As this optimization converts two loads into one load with two shift instructions,
it could potentially hurt performance if a loop is arithmetic operation intensive.
Details
Diff Detail
- Repository
- rL LLVM
Event Timeline
Based on our results and feedback from our SD colleagues, I'm fine with approving this patch. I know the performance results were neutral for Spec2006. Did you do any additional testing on Spec2000 or EEMBC by chance?
Approving, but feel free to wait for feedback from Tim, James, or others before committing.
Hi Jun,
Have you considered deciding this as a MachineCombiner pattern? This would be a good place to know if the loop is arithmetic or load/store heavy.
Cheers,
James
Have you considered deciding this as a MachineCombiner pattern? This would be a good place to know if the loop is arithmetic or load/store heavy.

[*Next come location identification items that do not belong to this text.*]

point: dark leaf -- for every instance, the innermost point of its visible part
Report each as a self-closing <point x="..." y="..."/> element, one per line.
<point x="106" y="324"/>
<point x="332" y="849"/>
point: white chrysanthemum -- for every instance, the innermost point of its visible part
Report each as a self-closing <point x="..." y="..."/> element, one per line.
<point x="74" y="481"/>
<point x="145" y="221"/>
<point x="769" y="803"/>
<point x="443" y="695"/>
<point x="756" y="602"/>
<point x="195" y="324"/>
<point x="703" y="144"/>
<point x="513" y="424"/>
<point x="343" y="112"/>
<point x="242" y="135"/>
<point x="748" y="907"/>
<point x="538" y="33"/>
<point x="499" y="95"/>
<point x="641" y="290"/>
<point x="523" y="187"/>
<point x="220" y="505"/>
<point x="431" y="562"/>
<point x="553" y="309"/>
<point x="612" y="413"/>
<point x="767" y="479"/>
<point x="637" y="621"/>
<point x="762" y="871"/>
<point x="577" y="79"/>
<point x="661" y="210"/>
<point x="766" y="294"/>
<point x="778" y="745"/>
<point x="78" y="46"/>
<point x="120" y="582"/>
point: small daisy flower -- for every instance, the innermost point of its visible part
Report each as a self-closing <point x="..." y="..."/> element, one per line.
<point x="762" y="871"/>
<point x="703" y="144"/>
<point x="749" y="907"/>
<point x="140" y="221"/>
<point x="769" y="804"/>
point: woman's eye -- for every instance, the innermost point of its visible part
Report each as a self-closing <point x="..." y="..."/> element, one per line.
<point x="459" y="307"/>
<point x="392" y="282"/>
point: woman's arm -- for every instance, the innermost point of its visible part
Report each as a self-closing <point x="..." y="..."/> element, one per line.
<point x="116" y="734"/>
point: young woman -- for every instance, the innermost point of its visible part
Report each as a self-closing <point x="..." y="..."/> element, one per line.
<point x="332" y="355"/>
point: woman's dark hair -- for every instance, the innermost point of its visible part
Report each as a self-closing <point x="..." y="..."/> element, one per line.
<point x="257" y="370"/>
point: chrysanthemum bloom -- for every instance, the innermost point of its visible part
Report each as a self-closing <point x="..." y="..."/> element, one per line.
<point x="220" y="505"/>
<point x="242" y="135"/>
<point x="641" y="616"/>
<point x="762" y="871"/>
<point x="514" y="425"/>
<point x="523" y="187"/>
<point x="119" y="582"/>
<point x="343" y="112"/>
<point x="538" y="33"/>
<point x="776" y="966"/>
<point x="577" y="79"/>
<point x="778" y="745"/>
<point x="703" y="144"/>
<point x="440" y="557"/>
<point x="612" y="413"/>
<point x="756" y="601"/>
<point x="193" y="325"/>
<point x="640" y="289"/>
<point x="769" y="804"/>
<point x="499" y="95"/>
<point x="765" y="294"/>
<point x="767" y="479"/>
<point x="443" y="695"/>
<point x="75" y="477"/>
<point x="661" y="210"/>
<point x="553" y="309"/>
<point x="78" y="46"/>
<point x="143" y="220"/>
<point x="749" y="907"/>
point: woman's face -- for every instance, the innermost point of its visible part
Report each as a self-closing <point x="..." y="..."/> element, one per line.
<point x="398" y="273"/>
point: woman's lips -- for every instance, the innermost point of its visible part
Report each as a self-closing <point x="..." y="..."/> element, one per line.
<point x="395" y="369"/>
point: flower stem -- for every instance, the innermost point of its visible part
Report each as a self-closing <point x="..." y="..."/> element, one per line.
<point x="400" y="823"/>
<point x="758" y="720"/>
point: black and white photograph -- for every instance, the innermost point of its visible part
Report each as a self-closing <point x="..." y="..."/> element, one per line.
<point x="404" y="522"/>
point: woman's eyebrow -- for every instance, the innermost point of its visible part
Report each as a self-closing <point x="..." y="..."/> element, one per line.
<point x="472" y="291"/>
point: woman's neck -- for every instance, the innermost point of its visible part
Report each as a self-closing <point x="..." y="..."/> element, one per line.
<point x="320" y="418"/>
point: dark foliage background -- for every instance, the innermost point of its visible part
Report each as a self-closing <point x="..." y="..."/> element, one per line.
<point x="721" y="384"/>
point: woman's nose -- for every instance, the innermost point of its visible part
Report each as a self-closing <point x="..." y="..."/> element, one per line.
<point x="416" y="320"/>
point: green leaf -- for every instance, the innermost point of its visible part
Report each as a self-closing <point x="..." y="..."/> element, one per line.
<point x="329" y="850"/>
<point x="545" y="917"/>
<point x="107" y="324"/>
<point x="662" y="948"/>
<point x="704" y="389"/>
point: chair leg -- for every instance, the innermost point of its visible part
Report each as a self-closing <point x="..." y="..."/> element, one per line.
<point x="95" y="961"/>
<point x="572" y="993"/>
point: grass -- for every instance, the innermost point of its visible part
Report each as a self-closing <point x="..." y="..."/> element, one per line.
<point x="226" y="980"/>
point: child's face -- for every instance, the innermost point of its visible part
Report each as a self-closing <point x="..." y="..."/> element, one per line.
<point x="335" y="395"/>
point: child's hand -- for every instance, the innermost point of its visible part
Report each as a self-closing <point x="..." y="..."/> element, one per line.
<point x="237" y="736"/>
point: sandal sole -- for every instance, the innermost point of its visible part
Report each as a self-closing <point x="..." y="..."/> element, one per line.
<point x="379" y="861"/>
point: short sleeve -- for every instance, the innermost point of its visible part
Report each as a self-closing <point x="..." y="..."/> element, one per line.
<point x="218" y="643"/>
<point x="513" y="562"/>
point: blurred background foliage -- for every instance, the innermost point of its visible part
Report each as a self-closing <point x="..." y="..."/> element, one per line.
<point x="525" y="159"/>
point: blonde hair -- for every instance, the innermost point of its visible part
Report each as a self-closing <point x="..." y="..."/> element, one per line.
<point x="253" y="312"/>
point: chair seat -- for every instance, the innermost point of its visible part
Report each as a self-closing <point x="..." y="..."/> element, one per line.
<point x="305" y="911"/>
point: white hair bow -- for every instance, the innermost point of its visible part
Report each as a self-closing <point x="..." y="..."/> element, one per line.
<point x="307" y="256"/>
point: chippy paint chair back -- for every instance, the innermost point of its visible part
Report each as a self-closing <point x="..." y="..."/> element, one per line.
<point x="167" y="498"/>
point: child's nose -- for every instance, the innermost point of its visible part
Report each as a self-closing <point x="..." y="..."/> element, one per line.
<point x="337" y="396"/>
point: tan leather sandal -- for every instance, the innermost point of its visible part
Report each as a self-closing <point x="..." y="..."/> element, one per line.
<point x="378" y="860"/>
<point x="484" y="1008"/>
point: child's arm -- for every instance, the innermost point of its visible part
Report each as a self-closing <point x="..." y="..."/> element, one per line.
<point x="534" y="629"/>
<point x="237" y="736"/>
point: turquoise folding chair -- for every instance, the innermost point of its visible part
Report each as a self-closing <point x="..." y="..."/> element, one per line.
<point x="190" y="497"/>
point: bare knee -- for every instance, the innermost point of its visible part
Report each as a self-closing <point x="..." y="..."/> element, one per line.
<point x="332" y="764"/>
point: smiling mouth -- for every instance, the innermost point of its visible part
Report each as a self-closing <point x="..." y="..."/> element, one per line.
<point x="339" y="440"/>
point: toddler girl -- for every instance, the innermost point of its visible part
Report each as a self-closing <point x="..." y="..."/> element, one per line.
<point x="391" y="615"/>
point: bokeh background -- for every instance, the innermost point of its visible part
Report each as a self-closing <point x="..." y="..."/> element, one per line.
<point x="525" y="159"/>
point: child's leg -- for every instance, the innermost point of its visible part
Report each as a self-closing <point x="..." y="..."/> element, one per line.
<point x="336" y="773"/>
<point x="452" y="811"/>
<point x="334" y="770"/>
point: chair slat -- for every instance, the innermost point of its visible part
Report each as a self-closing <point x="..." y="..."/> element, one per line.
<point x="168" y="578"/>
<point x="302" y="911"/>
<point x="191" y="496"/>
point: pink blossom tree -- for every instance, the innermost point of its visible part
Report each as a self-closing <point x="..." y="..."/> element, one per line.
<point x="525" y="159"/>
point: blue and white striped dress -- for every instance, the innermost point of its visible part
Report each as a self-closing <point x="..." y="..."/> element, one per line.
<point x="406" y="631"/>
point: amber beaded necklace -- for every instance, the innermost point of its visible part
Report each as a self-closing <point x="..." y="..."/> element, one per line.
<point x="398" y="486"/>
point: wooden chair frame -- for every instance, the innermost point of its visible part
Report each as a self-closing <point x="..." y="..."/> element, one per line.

Let me take a look if we can move this to MachineCombiner.
Thanks James!
I had multiple EEMBC runs as my score were somewhat unstable. Overall, I wasn't able to see reproducible regressions. Please feel free to run performance tests and share your results. I will commit this at the end of this week if there is no objection.
Have you considered deciding this as a MachineCombiner pattern? This would be a good place to know if the loop is arithmetic or load/store heavy.
I think MachineCombiner is also good place to perform this optimization with minor changes in the profitability check. As of now, however, I don't have any case impacted by this optimization. So, I will deprioritize doing it until I can find the cases.